I bought one of those toys advertised on TV (Cat's Meow) that looked like it would entertain my 2 cats. When it arrived I immediately put in the batteries and set it on the floor. The cats both stood nearby staring at this thing which looked like a 2 ft round and flat yellow space ship. Eagerly I pressed the button to set it in motion. A little arm with a ball which has a tail underneath the cloth spins around and is supposed to simulate a critter under it. The cats immediately jumped back and kept their distance. I left it on for about a half hour and all they did was stare, their little heads moving with the hidden critter.

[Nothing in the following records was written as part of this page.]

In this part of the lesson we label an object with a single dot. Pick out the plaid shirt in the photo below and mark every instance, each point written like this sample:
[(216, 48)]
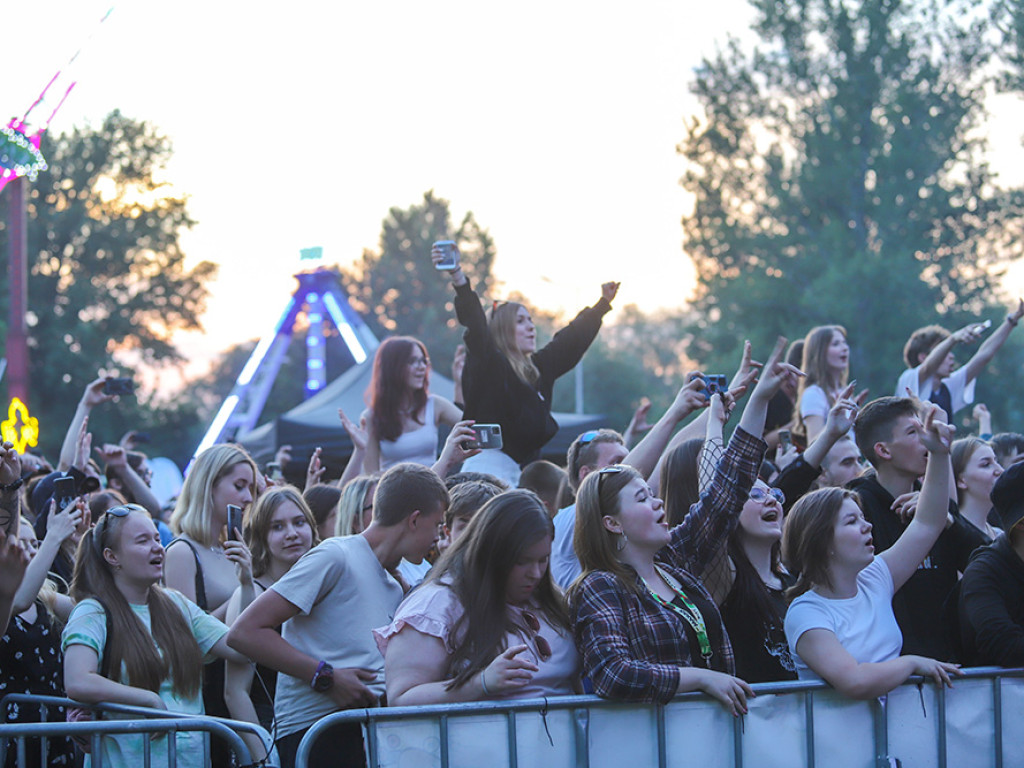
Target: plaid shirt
[(632, 647)]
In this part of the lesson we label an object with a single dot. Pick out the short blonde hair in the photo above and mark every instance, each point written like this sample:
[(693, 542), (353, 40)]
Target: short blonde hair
[(194, 511)]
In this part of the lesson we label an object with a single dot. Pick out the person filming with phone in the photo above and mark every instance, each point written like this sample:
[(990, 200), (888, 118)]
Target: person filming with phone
[(507, 381)]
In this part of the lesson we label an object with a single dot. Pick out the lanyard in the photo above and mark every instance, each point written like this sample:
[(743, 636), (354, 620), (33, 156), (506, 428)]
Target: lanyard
[(687, 611)]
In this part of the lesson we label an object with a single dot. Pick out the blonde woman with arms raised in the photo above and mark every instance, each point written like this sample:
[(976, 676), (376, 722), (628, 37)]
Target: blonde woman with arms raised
[(840, 625)]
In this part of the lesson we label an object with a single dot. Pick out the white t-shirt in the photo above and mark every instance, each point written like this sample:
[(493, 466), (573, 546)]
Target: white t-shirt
[(814, 402), (342, 593), (434, 609), (87, 626), (961, 390), (564, 564), (864, 624)]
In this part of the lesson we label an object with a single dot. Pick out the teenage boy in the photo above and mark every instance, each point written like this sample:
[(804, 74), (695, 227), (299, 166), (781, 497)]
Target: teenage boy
[(329, 602), (930, 360), (889, 435)]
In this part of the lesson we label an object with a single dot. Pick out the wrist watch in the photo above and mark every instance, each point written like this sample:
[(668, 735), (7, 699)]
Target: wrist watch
[(323, 678)]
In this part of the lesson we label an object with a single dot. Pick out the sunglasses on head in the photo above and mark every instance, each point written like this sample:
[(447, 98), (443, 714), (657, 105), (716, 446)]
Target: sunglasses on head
[(761, 495), (99, 529)]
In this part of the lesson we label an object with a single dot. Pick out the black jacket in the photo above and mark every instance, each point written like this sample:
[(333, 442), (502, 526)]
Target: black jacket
[(496, 395), (991, 607)]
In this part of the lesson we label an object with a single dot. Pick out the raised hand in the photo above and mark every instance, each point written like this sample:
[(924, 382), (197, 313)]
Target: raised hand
[(10, 464), (608, 291), (356, 433), (936, 434), (775, 372), (315, 469), (747, 372), (843, 413)]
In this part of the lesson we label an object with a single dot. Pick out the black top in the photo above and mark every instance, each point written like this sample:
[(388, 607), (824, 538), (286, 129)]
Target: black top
[(918, 604), (991, 606), (759, 642), (496, 395)]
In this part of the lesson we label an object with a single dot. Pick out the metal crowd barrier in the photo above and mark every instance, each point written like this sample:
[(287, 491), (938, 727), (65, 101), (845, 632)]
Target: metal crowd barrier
[(144, 722), (790, 725)]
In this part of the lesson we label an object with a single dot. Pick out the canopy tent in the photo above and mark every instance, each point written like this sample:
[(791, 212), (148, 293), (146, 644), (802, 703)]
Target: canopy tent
[(314, 423)]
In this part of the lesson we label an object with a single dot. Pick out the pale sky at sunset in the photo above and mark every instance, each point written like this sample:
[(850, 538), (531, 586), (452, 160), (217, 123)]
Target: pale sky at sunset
[(300, 124)]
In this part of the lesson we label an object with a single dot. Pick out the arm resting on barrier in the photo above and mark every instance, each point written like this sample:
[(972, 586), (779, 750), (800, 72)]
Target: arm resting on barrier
[(822, 651)]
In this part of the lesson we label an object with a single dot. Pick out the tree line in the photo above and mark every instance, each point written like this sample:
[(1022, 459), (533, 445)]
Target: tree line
[(838, 171)]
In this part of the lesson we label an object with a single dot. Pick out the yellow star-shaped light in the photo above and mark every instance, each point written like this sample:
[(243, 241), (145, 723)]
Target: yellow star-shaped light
[(26, 433)]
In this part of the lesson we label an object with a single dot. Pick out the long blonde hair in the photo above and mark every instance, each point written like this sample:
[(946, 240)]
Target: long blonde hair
[(594, 544), (194, 510), (502, 326)]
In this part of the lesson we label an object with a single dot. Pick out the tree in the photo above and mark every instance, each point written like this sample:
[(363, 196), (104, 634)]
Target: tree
[(839, 177), (396, 289), (108, 285)]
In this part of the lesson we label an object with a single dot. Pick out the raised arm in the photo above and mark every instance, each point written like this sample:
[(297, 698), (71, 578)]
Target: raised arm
[(995, 340), (644, 458), (933, 505), (92, 396)]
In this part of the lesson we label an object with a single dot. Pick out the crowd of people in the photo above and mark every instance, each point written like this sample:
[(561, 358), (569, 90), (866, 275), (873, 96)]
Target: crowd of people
[(829, 538)]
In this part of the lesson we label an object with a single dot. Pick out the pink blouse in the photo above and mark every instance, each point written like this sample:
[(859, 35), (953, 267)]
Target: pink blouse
[(434, 609)]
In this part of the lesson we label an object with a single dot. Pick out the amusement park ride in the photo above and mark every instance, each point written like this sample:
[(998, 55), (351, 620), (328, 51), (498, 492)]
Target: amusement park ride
[(320, 296)]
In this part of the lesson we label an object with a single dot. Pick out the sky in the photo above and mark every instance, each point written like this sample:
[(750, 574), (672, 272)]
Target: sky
[(301, 124)]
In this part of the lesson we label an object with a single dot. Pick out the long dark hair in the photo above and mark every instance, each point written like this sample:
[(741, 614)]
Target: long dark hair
[(680, 483), (130, 643), (388, 386), (477, 566), (808, 535)]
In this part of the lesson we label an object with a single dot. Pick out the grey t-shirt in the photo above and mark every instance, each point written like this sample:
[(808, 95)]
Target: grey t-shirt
[(342, 593)]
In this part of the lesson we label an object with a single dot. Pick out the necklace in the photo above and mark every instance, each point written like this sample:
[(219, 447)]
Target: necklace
[(687, 611)]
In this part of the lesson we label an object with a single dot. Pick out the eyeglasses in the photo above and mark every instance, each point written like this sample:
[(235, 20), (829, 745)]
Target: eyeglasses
[(534, 626), (761, 495), (122, 510)]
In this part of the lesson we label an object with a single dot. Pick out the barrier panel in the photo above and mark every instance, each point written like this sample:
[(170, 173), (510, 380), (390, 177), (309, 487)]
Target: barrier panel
[(141, 721), (788, 725)]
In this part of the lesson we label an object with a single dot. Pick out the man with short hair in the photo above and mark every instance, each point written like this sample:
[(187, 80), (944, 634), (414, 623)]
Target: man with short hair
[(889, 435), (329, 602), (589, 453), (841, 465), (932, 373)]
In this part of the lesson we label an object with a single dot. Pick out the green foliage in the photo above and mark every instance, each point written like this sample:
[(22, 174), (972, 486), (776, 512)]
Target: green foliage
[(396, 288), (839, 177), (108, 284)]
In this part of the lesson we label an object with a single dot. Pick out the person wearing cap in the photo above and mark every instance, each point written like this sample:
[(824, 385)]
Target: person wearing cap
[(991, 600)]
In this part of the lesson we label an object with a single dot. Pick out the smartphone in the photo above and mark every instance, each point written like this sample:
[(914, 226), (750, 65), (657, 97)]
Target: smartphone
[(233, 521), (784, 439), (486, 436), (119, 386), (451, 257), (715, 384), (64, 492)]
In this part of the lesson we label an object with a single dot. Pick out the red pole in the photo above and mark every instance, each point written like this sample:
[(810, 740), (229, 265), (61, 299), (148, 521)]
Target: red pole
[(17, 248)]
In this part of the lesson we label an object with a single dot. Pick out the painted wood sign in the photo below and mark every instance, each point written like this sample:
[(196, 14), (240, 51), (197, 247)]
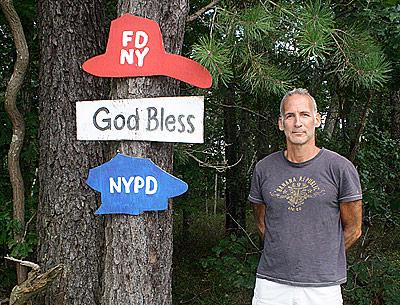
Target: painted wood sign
[(131, 186), (135, 48), (166, 119)]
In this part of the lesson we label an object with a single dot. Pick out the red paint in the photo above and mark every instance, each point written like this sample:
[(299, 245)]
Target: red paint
[(135, 48)]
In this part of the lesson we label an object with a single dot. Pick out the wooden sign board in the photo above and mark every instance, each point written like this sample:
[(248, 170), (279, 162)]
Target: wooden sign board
[(130, 185), (162, 119), (135, 48)]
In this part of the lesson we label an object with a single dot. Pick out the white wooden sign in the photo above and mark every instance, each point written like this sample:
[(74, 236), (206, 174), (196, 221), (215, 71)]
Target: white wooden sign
[(161, 119)]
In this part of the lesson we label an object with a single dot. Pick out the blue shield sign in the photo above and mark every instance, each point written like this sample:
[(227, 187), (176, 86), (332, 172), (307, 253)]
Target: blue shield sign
[(130, 185)]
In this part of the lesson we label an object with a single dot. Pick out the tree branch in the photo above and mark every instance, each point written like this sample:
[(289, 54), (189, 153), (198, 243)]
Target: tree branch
[(10, 105), (363, 122), (201, 11), (24, 263)]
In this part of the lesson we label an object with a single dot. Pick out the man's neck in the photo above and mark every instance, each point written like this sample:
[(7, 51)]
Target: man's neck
[(301, 153)]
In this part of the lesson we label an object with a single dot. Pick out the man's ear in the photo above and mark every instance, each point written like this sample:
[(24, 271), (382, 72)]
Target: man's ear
[(280, 124), (317, 120)]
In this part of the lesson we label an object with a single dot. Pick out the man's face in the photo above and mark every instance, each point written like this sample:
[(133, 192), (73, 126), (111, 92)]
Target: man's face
[(299, 120)]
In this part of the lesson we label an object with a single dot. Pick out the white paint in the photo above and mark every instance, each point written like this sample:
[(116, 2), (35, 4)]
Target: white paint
[(138, 36), (140, 56), (163, 119), (127, 56), (126, 37)]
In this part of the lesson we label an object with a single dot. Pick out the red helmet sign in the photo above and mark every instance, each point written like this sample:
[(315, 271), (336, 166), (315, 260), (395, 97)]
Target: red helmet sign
[(135, 48)]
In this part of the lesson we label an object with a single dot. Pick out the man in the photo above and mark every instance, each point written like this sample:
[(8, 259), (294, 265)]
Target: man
[(308, 208)]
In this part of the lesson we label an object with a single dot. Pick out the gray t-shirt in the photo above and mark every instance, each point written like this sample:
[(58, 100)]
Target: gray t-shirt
[(304, 244)]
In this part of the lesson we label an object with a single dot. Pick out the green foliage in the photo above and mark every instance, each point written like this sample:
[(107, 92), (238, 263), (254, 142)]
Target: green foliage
[(234, 262), (316, 27), (379, 168), (374, 281), (261, 76), (215, 57), (363, 63)]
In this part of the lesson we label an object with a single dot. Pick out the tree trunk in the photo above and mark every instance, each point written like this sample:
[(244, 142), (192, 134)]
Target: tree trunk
[(69, 232), (234, 207), (396, 114), (10, 105), (138, 249)]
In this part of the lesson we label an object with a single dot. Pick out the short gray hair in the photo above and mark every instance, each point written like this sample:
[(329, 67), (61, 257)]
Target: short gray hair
[(299, 91)]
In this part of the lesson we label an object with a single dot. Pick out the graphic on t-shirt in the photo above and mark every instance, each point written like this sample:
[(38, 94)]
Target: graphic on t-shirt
[(296, 191)]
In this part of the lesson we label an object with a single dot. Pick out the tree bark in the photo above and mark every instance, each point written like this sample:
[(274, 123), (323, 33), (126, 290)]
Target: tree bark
[(10, 105), (138, 249), (395, 99), (69, 233), (234, 206)]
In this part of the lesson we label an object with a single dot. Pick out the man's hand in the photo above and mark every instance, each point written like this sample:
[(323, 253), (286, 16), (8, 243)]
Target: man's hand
[(259, 215), (351, 216)]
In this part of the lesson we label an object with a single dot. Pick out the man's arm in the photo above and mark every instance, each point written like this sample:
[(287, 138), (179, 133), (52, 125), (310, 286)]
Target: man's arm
[(351, 216), (259, 215)]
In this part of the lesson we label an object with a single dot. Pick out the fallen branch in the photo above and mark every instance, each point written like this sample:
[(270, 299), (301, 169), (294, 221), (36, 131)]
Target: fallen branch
[(34, 284), (17, 120)]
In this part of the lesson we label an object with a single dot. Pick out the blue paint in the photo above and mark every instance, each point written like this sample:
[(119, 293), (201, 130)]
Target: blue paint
[(130, 185)]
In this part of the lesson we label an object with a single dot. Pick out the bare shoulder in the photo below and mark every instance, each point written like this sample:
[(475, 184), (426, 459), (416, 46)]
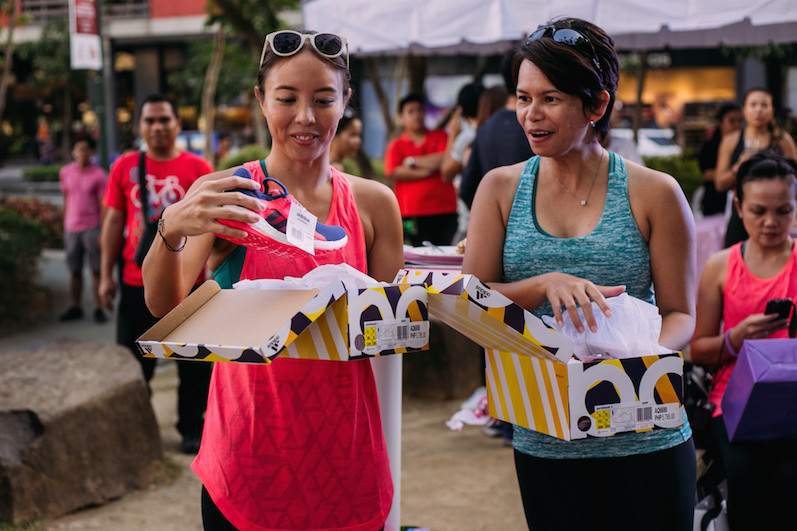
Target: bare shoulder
[(368, 190), (500, 184), (647, 182)]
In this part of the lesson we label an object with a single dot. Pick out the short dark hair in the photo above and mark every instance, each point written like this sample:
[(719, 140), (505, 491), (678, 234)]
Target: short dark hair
[(90, 143), (766, 164), (468, 98), (409, 98), (571, 68), (159, 98), (270, 58)]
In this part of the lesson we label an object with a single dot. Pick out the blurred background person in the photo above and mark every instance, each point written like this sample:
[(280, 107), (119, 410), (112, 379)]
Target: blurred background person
[(348, 138), (732, 297), (729, 120), (500, 141), (760, 132), (83, 185), (413, 161), (461, 133)]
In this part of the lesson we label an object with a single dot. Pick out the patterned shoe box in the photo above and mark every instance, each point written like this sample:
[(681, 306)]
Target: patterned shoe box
[(256, 326), (532, 380)]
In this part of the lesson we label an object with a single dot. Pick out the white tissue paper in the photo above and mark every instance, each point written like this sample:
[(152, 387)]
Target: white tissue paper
[(318, 278), (473, 412), (632, 330)]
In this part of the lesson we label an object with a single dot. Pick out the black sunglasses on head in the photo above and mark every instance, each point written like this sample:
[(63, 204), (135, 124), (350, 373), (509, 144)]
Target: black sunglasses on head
[(288, 42), (567, 36)]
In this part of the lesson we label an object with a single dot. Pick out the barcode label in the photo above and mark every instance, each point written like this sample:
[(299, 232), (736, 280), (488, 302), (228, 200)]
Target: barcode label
[(402, 332), (390, 334)]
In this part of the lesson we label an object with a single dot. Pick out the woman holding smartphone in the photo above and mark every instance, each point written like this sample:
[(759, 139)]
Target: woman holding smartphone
[(736, 285)]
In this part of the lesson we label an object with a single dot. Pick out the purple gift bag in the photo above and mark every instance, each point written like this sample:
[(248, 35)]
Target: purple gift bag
[(760, 402)]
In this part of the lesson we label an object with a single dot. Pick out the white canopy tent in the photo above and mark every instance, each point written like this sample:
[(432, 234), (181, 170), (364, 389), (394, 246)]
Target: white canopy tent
[(425, 27)]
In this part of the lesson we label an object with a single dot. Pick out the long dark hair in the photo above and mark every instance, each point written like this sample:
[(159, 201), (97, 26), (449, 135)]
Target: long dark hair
[(766, 164)]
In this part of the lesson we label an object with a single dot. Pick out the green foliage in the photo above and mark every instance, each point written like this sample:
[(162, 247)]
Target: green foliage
[(685, 170), (41, 173), (22, 241), (49, 217), (237, 73), (245, 154), (50, 56)]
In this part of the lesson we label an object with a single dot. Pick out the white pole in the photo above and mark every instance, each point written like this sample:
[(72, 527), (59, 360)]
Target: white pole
[(387, 374)]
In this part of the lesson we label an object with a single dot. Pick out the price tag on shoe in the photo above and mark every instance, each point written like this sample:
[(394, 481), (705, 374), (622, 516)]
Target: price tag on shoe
[(301, 228)]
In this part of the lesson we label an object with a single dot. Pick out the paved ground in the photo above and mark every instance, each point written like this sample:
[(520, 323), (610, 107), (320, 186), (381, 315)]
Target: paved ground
[(450, 481)]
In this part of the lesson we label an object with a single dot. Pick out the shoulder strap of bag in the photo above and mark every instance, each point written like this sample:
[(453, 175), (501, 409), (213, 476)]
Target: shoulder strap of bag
[(142, 185)]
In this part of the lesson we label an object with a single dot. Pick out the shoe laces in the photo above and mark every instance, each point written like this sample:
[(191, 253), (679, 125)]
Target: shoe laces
[(272, 193)]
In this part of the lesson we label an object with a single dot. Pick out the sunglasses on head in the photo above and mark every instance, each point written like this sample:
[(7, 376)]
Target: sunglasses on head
[(567, 36), (288, 42)]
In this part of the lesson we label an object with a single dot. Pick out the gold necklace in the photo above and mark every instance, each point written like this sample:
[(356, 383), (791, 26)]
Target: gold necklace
[(583, 202)]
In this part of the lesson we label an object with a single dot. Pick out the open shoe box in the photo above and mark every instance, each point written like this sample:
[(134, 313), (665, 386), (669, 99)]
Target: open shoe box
[(532, 380), (256, 326)]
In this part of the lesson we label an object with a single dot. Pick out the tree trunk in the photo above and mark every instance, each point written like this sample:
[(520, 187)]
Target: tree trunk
[(209, 93), (9, 57), (640, 86), (66, 129)]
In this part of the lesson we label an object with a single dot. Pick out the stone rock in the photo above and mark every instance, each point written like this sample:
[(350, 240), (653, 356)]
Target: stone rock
[(76, 429), (452, 368)]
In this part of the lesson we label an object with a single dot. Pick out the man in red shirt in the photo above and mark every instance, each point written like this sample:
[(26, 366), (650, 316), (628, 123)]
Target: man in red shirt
[(413, 161), (169, 174)]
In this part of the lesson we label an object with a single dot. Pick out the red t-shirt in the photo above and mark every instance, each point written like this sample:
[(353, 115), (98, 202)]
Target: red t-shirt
[(424, 197), (298, 444), (167, 182)]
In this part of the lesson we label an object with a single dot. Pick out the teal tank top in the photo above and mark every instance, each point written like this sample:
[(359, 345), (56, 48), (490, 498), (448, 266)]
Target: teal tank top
[(614, 253)]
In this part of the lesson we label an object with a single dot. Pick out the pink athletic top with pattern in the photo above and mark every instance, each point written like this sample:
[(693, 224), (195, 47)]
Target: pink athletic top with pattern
[(298, 444), (745, 294)]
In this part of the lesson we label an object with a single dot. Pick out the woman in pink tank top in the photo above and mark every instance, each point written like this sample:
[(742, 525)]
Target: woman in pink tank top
[(296, 444), (734, 289)]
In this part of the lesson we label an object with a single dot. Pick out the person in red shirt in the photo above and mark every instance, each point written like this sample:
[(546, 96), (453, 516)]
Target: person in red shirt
[(169, 173), (413, 161)]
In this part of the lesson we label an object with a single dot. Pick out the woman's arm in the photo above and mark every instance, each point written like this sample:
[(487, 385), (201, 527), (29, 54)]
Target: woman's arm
[(665, 221), (379, 213), (706, 344), (170, 275)]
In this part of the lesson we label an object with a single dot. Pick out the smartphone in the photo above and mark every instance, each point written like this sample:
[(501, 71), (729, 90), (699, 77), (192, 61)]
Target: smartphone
[(782, 307)]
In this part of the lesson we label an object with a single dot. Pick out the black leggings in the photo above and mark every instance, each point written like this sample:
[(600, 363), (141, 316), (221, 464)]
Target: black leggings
[(761, 477), (654, 491), (212, 519)]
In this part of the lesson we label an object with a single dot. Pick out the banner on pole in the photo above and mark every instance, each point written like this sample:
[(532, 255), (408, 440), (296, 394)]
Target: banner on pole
[(85, 44)]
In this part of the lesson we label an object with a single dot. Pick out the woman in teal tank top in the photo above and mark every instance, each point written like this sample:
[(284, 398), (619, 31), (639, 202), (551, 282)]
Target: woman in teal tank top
[(572, 226)]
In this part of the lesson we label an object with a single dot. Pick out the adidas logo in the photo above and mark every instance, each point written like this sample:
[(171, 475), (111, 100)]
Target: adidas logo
[(481, 293)]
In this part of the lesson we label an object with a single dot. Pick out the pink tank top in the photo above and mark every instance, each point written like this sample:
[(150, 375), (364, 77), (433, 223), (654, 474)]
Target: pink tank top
[(745, 294), (298, 444)]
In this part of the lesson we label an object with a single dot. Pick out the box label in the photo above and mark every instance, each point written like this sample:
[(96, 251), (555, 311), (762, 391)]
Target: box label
[(391, 334)]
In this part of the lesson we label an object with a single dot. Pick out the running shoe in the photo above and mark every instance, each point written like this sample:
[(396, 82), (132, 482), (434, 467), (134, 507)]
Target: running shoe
[(269, 233)]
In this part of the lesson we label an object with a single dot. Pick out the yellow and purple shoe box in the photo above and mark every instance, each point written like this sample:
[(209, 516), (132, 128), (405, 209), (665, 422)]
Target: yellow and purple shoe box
[(256, 326), (532, 379)]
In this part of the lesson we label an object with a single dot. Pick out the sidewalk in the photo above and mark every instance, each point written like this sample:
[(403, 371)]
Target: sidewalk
[(451, 481)]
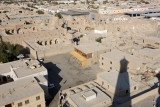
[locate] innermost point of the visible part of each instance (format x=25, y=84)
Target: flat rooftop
x=18, y=90
x=152, y=15
x=120, y=81
x=75, y=13
x=152, y=53
x=22, y=68
x=78, y=100
x=90, y=47
x=143, y=12
x=117, y=55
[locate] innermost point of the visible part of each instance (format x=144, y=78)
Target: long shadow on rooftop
x=158, y=99
x=53, y=77
x=122, y=87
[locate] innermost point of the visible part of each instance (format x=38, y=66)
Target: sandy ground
x=65, y=72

My eagerness faded and I turned it off. After it sat quiet for several minutes, the cats approached it and began reaching under the cloth for the critter. But when I turned it on again, they leap away like it was on fire. After 2 weeks, Mooshoo will finally play with it for maybe 3 minutes. Kala will lay on it when it is off. These csats do not know what fun is!!!!
I'm pretty sure Tater would react the very same way. She likes to have more control over her prey. Unless it's a moth, and then she's all over it.
My Millie (I rescued her as a kitten from under a dumpster) loved those mice too. But there was a special one she had gutted and all that was left was the furry hide. She treated that hide like her kitten. Gently moving it from one room to another, occasionally closets, she looked after it for weeks and weeks. Finally, her maternal instincts subsided and she drowned it in the water bowl every night.
Maybe that's a different kind of maternal instinct…
Hey Murr! I'm with Pootie, though I'm shocked and disgusted to discover that I'm warming up to cats. I'm losing it. Please send help. And pizza. Help WITH pizza. Yes, that will work.Indigo x
Someone once told me anyone who hates cats never had their own cat. Dave used to hate cats. Boy has he gone over. He assumed they weren't funny. Other people's cats aren't funny. I think you're just warming up to cats for Pearl's sake, dude.
Murr has it right (again). My partner came from a cat hating household and assumed he didn't like them. When I came home from work one day to find him carrying one of our cats from room to room so 'he can look out the windows from a different perspective' I knew the cats had him. Hook, line and sinker. (And that was Medlyn too.)
Okay now we need to know what Medlyn looked like.
Black and beautiful. One of his favourite poses was upside down in my lap with a coffee mug warming his belly. He was a cat of almost infinite charm – which he needed. His naughtiness was unparalled. If he thought we had been talking on the phone too long he would march down to the bathroom, pull the towels from the rail, and desecrate them.
I cannot resist an upside-down cat. That's how I chose my Larry. I picked her up and began petting her absently while looking at the other kittens at the Humane Society, and when I looked down again, it was a freckled belly I was petting.
A direct line – their bellies, our hearts.
My Smokey had a number of assorted toys…wads of aluminum foil, clothes pins, binder clips, twist ties, you name it. However, she was in love with my tripod. She would rub against it, purr like mad, lick it…seriously, it was like watching a pole dancer.
She was looking for a steady.
Thanks for visiting bluesky (canning peaches). Great blog. I didn't realize you wrote "Trousering…" hilarious.
Thanks!
I read somewhere that animals appear to be increasing in intelligence and compassion. I have a feeling a number of them have already overtaken a lot of people in that regard.
Of course, they can overtake people merely by us going in the other direction.
Like their human mama, your cats are a hoot. I have two cats, also. They are littler mates, now 14. Zephyr is a lazy old thing. He lives for belly rubs and food. He has been known to lie down to eat. Skittles on the other hand is every bit as much of a cuddler but he plays non-stop. He makes his own fun and has the energy of a kitten. Gotta love cats. Yours sound like they're a couple of sweeties.